All expressions like

```
[r| ... |] :: MonadR m => m (SEXP s b)
H.print sexp :: MonadR m => m ()
H.eval sexp :: MonadR m => m (SEXP s b)
```

are computations in a monad instantiating `MonadR`

.

```
class (Applicative m, MonadIO m) => MonadR m where
io :: IO a -> m a
```

These monads ensure that:

- the R interpreter is initialized;
- resources managed by the R interpreter do not extrude its lifetime;
- constraints concerning on which system thread the R interpreter can run are respected.
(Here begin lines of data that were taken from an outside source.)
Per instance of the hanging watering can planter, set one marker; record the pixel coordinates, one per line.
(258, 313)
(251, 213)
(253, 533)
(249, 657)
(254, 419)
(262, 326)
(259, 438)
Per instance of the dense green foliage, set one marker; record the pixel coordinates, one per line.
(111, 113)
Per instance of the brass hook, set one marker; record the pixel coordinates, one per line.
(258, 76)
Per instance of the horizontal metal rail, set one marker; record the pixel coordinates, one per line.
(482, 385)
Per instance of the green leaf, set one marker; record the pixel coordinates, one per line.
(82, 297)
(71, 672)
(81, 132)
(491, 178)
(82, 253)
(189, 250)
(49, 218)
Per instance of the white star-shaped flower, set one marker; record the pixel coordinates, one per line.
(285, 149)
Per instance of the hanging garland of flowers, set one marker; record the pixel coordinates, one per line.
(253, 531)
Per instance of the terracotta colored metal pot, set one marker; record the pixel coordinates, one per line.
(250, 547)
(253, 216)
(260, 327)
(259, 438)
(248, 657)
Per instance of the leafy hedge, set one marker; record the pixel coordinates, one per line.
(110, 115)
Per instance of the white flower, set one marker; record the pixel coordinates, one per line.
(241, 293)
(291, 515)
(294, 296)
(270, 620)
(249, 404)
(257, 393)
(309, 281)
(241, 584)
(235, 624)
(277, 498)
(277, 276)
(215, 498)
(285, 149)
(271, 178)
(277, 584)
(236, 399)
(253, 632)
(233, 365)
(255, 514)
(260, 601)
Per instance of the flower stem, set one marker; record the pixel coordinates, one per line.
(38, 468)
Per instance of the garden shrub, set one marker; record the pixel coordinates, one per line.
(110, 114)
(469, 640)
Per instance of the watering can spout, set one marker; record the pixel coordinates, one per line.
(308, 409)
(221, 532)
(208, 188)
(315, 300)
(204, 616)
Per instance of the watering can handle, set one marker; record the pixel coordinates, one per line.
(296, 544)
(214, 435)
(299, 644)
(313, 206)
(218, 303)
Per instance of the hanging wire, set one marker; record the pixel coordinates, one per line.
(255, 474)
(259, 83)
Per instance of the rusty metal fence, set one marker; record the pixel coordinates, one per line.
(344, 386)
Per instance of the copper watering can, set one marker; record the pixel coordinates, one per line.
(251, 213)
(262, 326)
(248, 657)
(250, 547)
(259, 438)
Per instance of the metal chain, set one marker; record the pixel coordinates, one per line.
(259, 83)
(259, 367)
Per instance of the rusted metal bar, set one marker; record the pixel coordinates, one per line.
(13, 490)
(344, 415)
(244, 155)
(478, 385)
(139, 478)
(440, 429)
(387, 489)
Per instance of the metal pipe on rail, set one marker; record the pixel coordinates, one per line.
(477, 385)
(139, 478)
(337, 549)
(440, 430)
There are two instances of `MonadR`

: `IO`

and `R`

. Which instance one
uses depends on the context: the `IO`

monad in an interactive session,
the `R`

monad in compiled code.

Interactive frontends such as H and IHaskell bring the `IO`

instance
into scope. In source files, you should not use this instance and
instead use the `R`

monad, for better static guarantees. Functions are
provided in the `Language.R.Instance`

module to initialize R and to
run `R`

computations in the `IO`

monad:

```
withEmbeddedR :: Config -> IO a -> IO a
runRegion :: (forall s . R s a) -> IO a
io :: IO a -> R s a
unsafeRToIO :: R s a -> IO a
```

The `IO`

monad is used in interactive sessions as a mere convenience.
It allows evaluating expressions without the need to wrap every
command at the prompt with a function to run the `R`

monad. The `IO`

monad is in theory not as safe as the `R`

monad, because it does not
statically guarantee that R has been properly initialized, but in the
context of an interactive session this is superfluous as the
`H --interactive`

command takes care of initialization at startup.